Evident in Kaestel's letters is a calm that, for my impatient mind, is maddening. For nearly three years, I have wrestled with the memory of this man. If I speed southward from Salt Lake City, I can be at his razor-wired gates in two hours. Even so, I have managed to make the trip only once per year.
Kaestel assures me, and I know that he has assured others, that we need not fret for his well being. When I visit, he tells me he appreciates the gesture, as well as my company, but that I should not worry too much about making the trek. Visit and write when time allows, he says.

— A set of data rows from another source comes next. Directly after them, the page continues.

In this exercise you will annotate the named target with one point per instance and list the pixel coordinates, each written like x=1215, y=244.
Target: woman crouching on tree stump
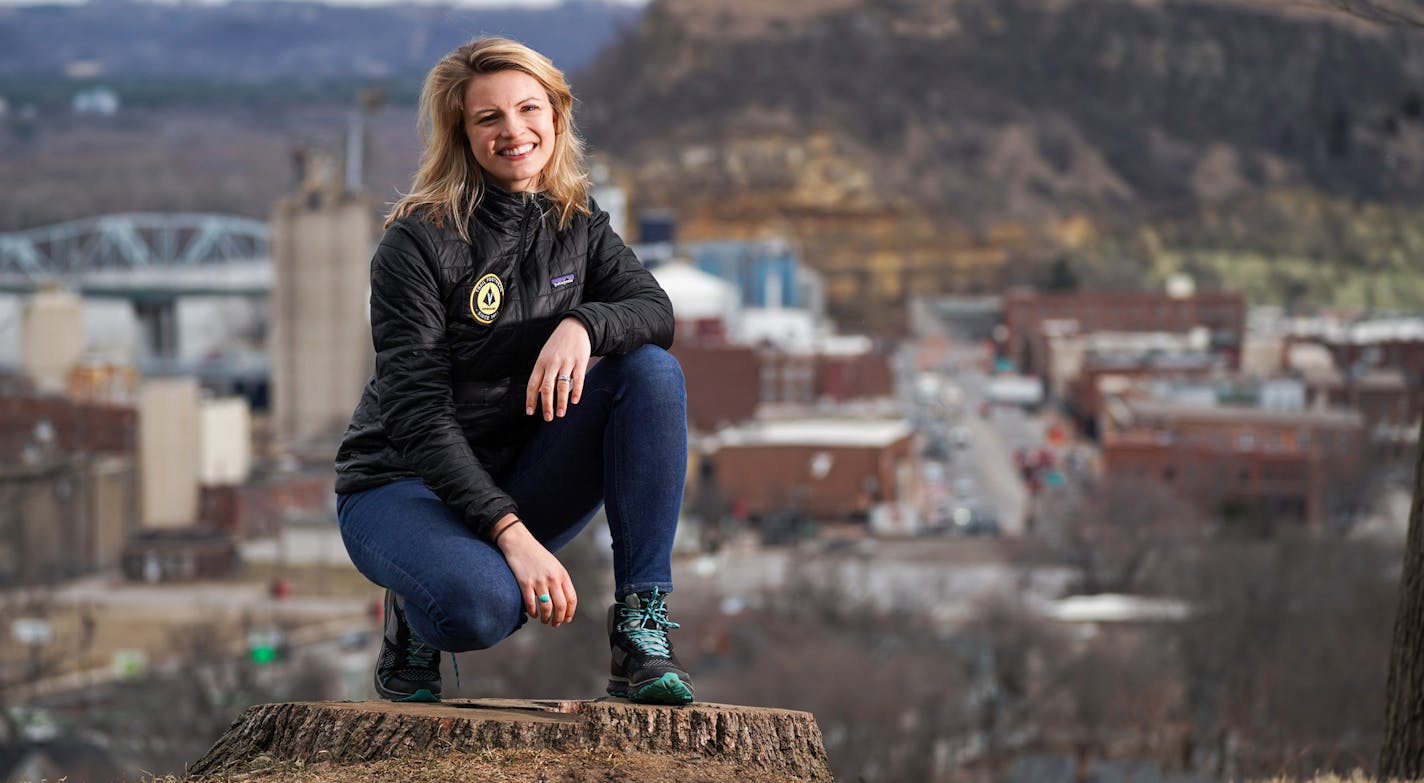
x=484, y=442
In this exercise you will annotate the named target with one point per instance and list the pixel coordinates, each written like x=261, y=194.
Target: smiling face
x=510, y=125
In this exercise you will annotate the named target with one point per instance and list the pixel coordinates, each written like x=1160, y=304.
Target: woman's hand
x=538, y=573
x=558, y=373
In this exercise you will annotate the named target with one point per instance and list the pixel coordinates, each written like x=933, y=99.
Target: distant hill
x=929, y=145
x=264, y=41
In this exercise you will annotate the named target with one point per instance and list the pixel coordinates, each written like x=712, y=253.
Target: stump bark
x=775, y=742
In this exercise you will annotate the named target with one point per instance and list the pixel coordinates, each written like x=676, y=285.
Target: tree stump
x=772, y=742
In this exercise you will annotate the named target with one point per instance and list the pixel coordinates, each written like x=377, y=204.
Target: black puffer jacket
x=457, y=329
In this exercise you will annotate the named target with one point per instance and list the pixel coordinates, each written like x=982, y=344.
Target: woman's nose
x=511, y=127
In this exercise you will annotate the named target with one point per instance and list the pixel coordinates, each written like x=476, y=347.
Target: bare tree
x=1401, y=753
x=1400, y=13
x=1118, y=534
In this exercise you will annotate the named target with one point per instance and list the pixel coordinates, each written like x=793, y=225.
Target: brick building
x=825, y=470
x=1265, y=469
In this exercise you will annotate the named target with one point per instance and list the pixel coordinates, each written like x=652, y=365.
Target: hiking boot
x=644, y=668
x=407, y=668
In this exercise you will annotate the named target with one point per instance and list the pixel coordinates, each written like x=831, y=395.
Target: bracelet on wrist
x=503, y=530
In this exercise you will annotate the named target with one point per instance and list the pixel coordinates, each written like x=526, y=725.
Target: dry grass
x=506, y=766
x=1353, y=778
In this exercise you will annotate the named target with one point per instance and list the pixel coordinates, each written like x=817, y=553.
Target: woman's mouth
x=516, y=153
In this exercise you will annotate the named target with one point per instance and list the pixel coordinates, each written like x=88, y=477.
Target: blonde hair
x=450, y=182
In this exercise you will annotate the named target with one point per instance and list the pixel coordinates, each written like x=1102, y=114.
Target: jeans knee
x=467, y=619
x=654, y=368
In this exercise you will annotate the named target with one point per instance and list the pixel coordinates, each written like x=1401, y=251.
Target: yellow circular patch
x=486, y=299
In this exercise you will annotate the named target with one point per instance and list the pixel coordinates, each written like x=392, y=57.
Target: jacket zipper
x=523, y=251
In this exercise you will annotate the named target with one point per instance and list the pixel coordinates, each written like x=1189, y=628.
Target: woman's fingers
x=576, y=385
x=564, y=611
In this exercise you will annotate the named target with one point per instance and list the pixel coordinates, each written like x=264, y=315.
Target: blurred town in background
x=1030, y=442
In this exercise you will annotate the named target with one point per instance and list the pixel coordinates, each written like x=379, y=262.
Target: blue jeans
x=624, y=444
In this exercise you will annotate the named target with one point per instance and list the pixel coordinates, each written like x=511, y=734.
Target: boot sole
x=423, y=695
x=668, y=689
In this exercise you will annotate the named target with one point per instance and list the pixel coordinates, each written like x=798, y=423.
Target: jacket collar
x=506, y=209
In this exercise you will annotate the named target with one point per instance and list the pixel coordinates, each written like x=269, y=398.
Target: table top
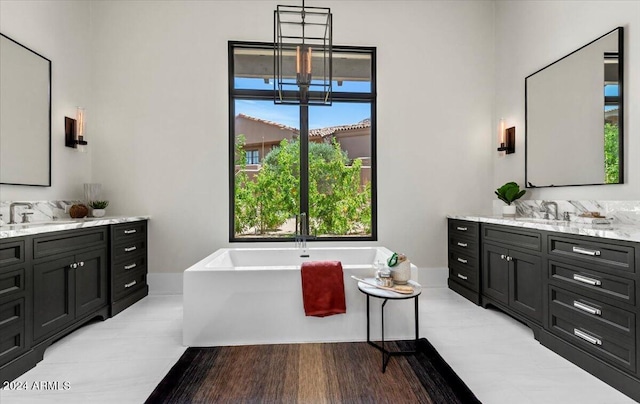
x=387, y=294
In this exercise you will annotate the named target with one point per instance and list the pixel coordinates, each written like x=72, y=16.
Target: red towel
x=323, y=288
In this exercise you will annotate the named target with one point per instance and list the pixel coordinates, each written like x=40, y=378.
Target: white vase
x=509, y=211
x=401, y=273
x=98, y=212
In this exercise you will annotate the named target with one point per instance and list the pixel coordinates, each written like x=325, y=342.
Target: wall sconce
x=74, y=131
x=507, y=138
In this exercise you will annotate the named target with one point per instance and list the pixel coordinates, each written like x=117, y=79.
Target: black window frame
x=235, y=94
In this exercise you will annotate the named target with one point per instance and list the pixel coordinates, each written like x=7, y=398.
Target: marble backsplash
x=621, y=212
x=43, y=211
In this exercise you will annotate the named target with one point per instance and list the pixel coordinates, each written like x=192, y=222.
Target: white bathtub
x=246, y=296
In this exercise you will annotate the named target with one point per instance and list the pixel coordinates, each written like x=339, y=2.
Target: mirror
x=25, y=115
x=574, y=115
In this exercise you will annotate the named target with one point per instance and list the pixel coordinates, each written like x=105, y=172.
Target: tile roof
x=321, y=132
x=279, y=125
x=331, y=130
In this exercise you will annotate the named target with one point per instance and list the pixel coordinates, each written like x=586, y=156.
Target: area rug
x=311, y=373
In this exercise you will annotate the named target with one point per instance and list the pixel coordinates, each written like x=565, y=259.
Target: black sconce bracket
x=510, y=137
x=70, y=138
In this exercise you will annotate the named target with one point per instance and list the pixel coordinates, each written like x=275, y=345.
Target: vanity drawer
x=11, y=253
x=597, y=312
x=463, y=228
x=592, y=282
x=464, y=245
x=126, y=251
x=12, y=330
x=124, y=285
x=129, y=231
x=512, y=236
x=464, y=276
x=11, y=283
x=599, y=338
x=69, y=241
x=462, y=259
x=593, y=251
x=129, y=265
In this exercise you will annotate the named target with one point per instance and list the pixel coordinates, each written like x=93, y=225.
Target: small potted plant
x=98, y=208
x=508, y=193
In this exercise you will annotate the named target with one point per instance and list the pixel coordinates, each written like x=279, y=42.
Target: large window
x=291, y=159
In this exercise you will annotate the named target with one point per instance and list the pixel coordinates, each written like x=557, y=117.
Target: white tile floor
x=122, y=359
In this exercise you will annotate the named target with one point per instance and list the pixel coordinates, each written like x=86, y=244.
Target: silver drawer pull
x=587, y=308
x=589, y=338
x=584, y=279
x=585, y=251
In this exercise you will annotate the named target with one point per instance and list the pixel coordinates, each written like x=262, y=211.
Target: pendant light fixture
x=302, y=54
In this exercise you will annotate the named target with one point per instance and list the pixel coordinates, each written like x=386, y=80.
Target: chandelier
x=302, y=54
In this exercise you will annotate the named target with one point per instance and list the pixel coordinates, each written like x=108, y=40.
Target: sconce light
x=74, y=131
x=507, y=138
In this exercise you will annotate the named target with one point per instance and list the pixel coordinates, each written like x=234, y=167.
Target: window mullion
x=304, y=163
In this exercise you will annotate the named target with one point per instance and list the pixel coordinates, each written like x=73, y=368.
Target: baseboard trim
x=169, y=283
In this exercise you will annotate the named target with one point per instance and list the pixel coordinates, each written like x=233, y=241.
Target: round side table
x=371, y=291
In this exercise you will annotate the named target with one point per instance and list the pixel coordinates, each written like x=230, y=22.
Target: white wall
x=161, y=120
x=60, y=31
x=530, y=35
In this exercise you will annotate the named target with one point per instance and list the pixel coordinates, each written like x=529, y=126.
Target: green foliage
x=509, y=192
x=611, y=154
x=99, y=204
x=338, y=204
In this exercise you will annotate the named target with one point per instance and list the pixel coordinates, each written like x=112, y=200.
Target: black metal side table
x=371, y=291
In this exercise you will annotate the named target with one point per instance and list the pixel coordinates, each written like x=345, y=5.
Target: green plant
x=99, y=204
x=509, y=192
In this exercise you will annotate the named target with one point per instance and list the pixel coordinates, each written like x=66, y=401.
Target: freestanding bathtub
x=243, y=296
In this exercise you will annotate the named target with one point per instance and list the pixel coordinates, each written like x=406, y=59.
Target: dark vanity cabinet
x=579, y=294
x=512, y=272
x=15, y=325
x=69, y=278
x=128, y=265
x=464, y=258
x=53, y=283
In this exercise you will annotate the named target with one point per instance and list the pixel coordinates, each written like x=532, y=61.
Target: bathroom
x=153, y=77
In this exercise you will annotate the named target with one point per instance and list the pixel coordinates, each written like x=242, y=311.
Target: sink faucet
x=12, y=212
x=302, y=235
x=545, y=205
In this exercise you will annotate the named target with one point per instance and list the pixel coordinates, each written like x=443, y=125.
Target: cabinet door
x=525, y=289
x=90, y=281
x=52, y=296
x=495, y=273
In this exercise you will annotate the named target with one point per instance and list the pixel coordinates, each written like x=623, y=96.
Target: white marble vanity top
x=626, y=232
x=27, y=229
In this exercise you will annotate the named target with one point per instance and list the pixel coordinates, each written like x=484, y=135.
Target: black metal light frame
x=302, y=35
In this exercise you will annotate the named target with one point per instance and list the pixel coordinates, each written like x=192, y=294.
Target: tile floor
x=122, y=359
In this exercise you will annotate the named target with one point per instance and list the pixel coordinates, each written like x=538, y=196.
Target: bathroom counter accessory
x=30, y=229
x=370, y=289
x=625, y=232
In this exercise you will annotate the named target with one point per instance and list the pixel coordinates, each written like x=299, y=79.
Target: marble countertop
x=28, y=229
x=626, y=232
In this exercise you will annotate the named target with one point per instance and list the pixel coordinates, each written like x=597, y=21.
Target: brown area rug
x=311, y=373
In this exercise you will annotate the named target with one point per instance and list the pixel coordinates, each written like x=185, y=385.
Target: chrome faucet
x=12, y=212
x=302, y=234
x=545, y=205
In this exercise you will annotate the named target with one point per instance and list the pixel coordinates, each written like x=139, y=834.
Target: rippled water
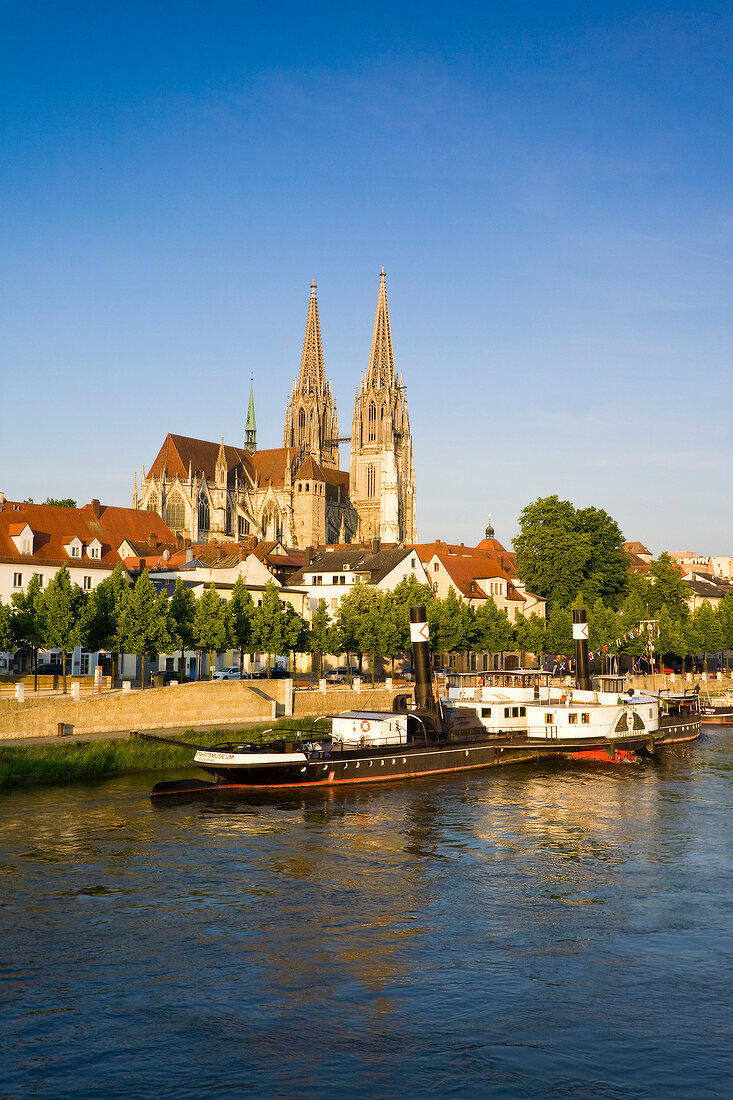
x=560, y=932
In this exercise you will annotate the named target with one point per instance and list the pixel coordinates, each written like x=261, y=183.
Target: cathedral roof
x=271, y=466
x=312, y=470
x=179, y=453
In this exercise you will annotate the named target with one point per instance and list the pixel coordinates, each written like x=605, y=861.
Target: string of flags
x=637, y=631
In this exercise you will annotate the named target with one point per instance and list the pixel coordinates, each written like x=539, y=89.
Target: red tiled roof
x=505, y=558
x=463, y=570
x=179, y=452
x=54, y=527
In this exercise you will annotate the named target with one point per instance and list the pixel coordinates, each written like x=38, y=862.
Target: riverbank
x=99, y=757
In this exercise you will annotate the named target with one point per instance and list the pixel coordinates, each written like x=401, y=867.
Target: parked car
x=276, y=672
x=340, y=675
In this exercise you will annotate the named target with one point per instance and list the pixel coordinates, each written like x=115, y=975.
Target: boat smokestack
x=418, y=636
x=580, y=639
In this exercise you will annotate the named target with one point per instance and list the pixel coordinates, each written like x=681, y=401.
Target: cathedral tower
x=310, y=420
x=382, y=473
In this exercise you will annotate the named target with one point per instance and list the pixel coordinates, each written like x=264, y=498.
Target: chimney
x=580, y=640
x=418, y=636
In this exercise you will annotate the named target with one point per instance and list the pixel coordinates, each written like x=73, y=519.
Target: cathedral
x=297, y=494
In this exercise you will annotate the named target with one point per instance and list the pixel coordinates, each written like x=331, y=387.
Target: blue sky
x=549, y=188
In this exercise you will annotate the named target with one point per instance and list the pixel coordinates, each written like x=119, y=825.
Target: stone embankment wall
x=196, y=704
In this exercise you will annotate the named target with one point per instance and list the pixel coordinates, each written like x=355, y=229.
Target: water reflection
x=488, y=934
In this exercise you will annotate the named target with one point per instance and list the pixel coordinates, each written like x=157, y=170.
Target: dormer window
x=22, y=536
x=73, y=547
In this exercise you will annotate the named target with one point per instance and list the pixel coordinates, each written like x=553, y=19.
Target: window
x=371, y=433
x=175, y=512
x=204, y=515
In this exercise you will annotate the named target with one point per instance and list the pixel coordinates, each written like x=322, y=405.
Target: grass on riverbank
x=69, y=760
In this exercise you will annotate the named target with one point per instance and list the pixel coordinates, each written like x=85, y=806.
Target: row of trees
x=140, y=619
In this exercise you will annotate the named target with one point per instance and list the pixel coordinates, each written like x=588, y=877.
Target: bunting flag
x=636, y=631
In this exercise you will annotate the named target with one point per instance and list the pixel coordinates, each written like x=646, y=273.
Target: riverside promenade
x=228, y=704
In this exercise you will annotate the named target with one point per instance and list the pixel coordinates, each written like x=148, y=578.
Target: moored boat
x=518, y=717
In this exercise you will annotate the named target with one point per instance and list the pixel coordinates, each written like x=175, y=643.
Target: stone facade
x=296, y=494
x=382, y=473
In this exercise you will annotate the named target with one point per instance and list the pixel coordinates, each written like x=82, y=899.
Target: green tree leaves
x=561, y=551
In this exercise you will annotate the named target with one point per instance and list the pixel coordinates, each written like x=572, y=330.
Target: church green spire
x=251, y=428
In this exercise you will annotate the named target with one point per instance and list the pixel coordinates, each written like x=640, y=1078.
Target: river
x=544, y=931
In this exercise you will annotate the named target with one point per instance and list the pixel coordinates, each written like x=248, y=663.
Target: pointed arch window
x=204, y=516
x=371, y=433
x=175, y=513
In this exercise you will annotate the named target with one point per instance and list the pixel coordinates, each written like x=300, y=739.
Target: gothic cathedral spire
x=310, y=421
x=251, y=428
x=382, y=472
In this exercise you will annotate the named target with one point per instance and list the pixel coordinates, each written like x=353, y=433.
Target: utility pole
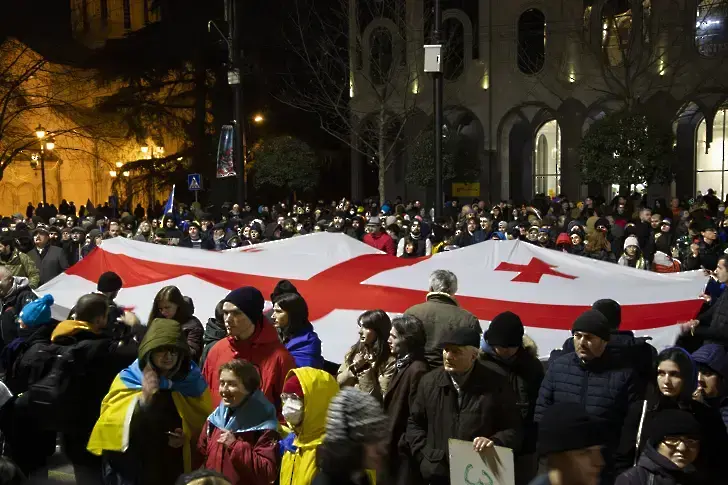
x=235, y=80
x=437, y=77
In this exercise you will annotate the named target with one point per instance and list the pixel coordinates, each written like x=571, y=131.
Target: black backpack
x=56, y=385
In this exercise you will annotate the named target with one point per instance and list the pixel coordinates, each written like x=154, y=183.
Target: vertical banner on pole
x=225, y=156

None of his statements make me feel any better. In fact, it is possible that whatever Kaestel has learned in prison—his humility, his faith and his patience—makes his condition weigh even heavier on my mind. Kaestel also is not angry, and does not harbor animosity toward his keepers. As a Christian, he says he is a witness to the gospel, and a reflector, or mirror, of that truth. As such, he writes, "Given this spiritual truth, when any hard-hearted souls have pointed their fingers at me to say, in effect, 'You are not worthy of mercy or to be set free,' then it was not my reflection they were pointing at, but their own. So, as their own judgments have determined it to be, so let it be."
Kaestel continues: "Besides this, I can never complain about the hand that I have been dealt, for at least two solemn reasons. First, had I not attempted to stack the deck in my own favor and to have played by my own twisted rules, then perhaps things would have been different. However, even though I truly did repent of my sins long ago, I know that even my conversion does not entitle me to be excused from even extreme punishment—a fact which is brought home by the execution of the repentant thief who was still executed alongside Christ, despite his faith. I also do not shy from that truth."
With a hint of autumn in the air, Kaestel is no doubt looking to get outside, waiting patiently for the first blizzard to blow snow into his own private sliver of sky. And with the holidays on the way, he has, for several years now, looked forward to a bingo tournament, at which he always places high, winning popcorn and soda, and representing the senior citizens of the Central Utah Correctional Facility.
In a letter that he gave City Weekly permission to publish, Kaestel makes a plea, of sorts, to us all. "If anyone indeed does believe that I have suffered unjustly, then be absolutely assured that there are tens if not hundreds of thousands of prisoners in these United States who are much more unjustly punished to extremes than was I, and who are much more worthy of your sympathies, compassion and support."
Leveritt says that it is important to ask ourselves whether or not we are capable of forgiveness. When it comes to Kaestel, whom she calls the "walking, talking example of 'You will not be forgiven,'" it is easy to conclude that, collectively, we Americans are not.
And yet, Kaestel himself appears to have forgiven the society that, around every bend, seems intent on ensuring that he is never set free.
"You can be a person on the outside world and be a prisoner of yourself, or you can be a relatively free person within the confines of prison," Leveritt says. "I wish he were out; he should be out. But as a man who has been imprisoned for a long, long time, and unfairly, which is a different kind of burden to bear, I think he has found a level of personal freedom on the inside that many people on the outside have never discovered. I think he may understand forgiveness better than the people who are keeping him in prison."